For most students with desires to be a physician, studying in medical school is a full-time endeavor.
Imagine doing both at the same time.


David Zalcberg does it — eight hours of rounds at a hospital in his native Melbourne, Australia, followed by five hours of table tennis practice.


He also makes his own table tennis paddles.
“They are long days,” says Zalcberg, 27, one of Australia’s top-ranked table tennis players since he became a professional in the low-paying sport a decade ago. “It’s a lot of training and it doesn’t leave room for much else.”

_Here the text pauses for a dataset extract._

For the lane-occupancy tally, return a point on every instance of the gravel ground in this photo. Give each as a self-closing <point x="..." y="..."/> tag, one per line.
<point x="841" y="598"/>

Zalcberg, who qualified for the Athens Olympics in 2004 and finished 17th in men’s doubles, is a member of Australia’s six-member table tennis squad that will compete in Beijing. He’ll play in the singles and doubles events. This, despite suffering a series of injuries two years ago that led doctors to predict he would never play again. He missed competitions during a 10-month recuperation period and lost his national ranking, but then managed to regain his world-class form.
“Athens was amazing, but to go to the Olympics where you are playing the premier sport” — table tennis is mega-popular in China, which usually ranks among the sport’s world powers — “it’s what you always dream about as a kid,” Zalcberg tells Melbourne’s Herald Sun newspaper. “That’s why, for me, qualifying for Beijing was so important.”
Zalcberg, who began playing table tennis at age 12 in his family garage, spends most of the year training in Sweden.
He attended Melbourne’s Mount Scopus College Jewish day school, was team captain and flag bearer for Australia’s team at the Maccabi International Games in Sydney in 2006 and was named Maccabi Australia sportsman of the year in 2007.


His inspiration, he says on the Australian Olympic Team Web site, is Dr. Patch Adams, the American doctor and gadfly who incorporates a huge dose of humor into his medical practice. “I cannot look at that man and not want to do better, be better, achieve better!” Zalcberg says.